In India, dance is a big part of everyday life, both informal and formal, Maitra says, so it was just a natural extension for her to use her skills in traditional Indian dance to reach out to her research participants. She has since spent 16 months conducting research in India, where dance has played a key role in helping her to connect with and help heal abused women. Her MedScholars project entailed developing and implementing a domestic violence screening tool in Dhaka, Bangladesh. It permits a different kind of expression than oral narrative.”Ī native of Kolkata, Maitra studied history and literature as an undergraduate at Harvard University, always knowing she wanted to be a physician. I see how it shapes my approaches as a physician. “It’s a way of seeing and being in the world. “Dance is a thread that has always been there,” says Maitra. Like other medical students passionate about the arts, Maitra has woven her talent together with her skills as a writer, researcher and health care provider into a pattern that she believes will best lead to the healing of others. It continues to be so now, both as a medical student treating patients and as a PhD student studying domestic violence in India. Indian dance has been a part of Maitra’s life since she was a little girl studying the classical form known as Bharatanatyam. Movement equalized us we found harmony in beats, steps and silence.” “Through dance, I formed attachments with the women, across steep barriers of class and cultural difference. In writing about the experience, she explains how dance enabled her to connect with her research participants. The goal of her research, conducted in this shelter, was to explore experiences of domestic violence among poor and marginalized women in Kolkata. Morning after morning, these women who had escaped from violent homes, ending up first on the streets, then in the shelter, would find momentary comfort and healing through dance, Maitra says. In any case, I hope that my work will help people learn more about biomedicine.” “I’ve long been interested in the pop art movement, but I’m probably more of a science nerd at heart.

“I like hiding things in all my projects,” Love says. And closer still, into the background where tiny Zanzibar maps float in space next to tiny floating faces, facial nerve branches sketched in. Peer closely into the illustrated mnemonic for branches of the facial nerve: to Zanzibar by motor car, please! Then peer more closely at the words for the facial nerve branches, temporal, zygomatic, buccal, maxillary, carotid, posterior auricular, all illustrated with rainbow-colored Hot Wheels cars. Visualizing these mnemonics could only help the memorization process, he figured. He drew each one as a story within a story within a story that illustrates practical applications of anatomy. Love chose 16 of his favorite mnemonics - most from his anatomy instructors, a few found online. White-coated instructors would scrawl mnemonics across these same whiteboards, sing-songing the funny-bone-tickling memory devices for the edification of medical students. The anatomy lab is where inspiration struck Love, as a first-year medical student. And tiny toilet-sitting versions of Rodin’s The Thinker contemplate the rotator cuff muscles of the mnemonic SITS: supraspinatus, infraspinatus, teres minor, subscapularis. There are Andy Warhol-inspired Campbell’s-style soup cans that spell out the branches of the descending aorta: celiac trunk, superior mesenteric, renal artery, gonadal artery, inferior mesenteric, common iliac (canned soup, really good in cans).

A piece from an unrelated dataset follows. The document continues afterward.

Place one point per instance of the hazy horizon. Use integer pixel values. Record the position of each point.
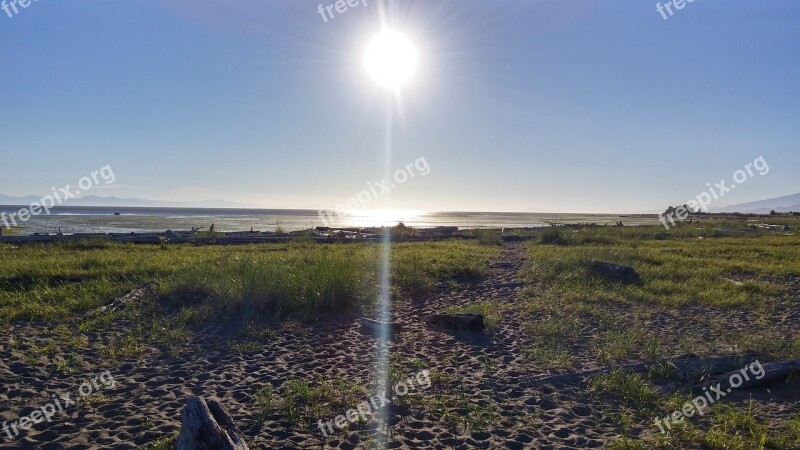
(551, 106)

Sixteen Anatomic Mnemonics is decorated with brightly colored illustrations of 16 medical mnemonics, the whimsical expressions that share the same initial letters as the lists of body parts medical students must memorize. “I like to give a one-off artistic feel to the piece,” says Love, a medical student who has already earned a PhD in developmental biology, as he dabs short brushstrokes of white paint into the spaces between the 16 boxed illustrations on the poster board. To each version he likes to add touches of something new. It exists in various forms: online, as a book and, now, as a poster.

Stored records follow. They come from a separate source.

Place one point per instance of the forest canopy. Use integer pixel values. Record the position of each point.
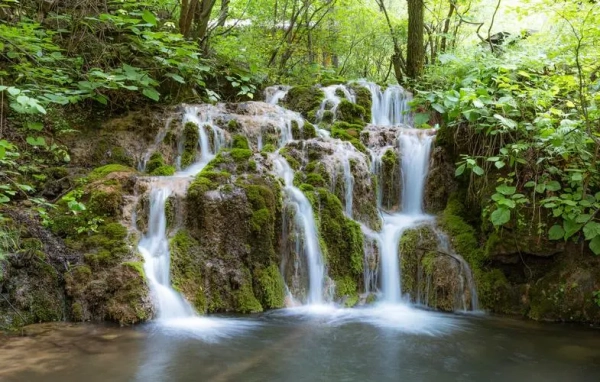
(522, 77)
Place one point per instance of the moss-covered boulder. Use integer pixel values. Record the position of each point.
(31, 272)
(225, 258)
(352, 113)
(304, 99)
(432, 274)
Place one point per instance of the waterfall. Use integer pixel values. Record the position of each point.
(415, 148)
(389, 107)
(274, 94)
(154, 245)
(331, 101)
(305, 222)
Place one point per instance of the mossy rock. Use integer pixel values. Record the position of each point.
(190, 137)
(304, 99)
(271, 287)
(363, 99)
(351, 113)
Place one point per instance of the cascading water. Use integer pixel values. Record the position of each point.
(305, 221)
(274, 94)
(332, 100)
(154, 245)
(389, 107)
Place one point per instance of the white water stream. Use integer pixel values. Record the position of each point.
(154, 245)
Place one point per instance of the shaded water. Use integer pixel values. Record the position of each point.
(331, 346)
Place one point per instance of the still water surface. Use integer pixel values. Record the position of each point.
(381, 344)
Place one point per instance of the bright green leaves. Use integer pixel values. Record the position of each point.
(149, 17)
(151, 93)
(500, 216)
(556, 232)
(38, 141)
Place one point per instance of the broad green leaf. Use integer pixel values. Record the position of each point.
(553, 186)
(505, 189)
(556, 232)
(500, 217)
(39, 141)
(151, 93)
(37, 126)
(478, 170)
(149, 17)
(571, 228)
(595, 245)
(591, 230)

Sixteen Anatomic Mnemonics is an illustration that both entertains and serves as a memory aid.
Adding music midico software#
Love has drawn upon his skills as a graphic artist and former medical illustrator - using graphic design software combined with hand-painted splashes of color - to create a work of art as his MedScholars Project. The tall, fast-talking, blue-scrubs-wearing Nick Love leans closely into the whiteboard in Stanford’s clinical anatomy dissection lab, where he’s hung a poster-sized rendition of his multimedia illustration, titled Sixteen Anatomic Mnemonics.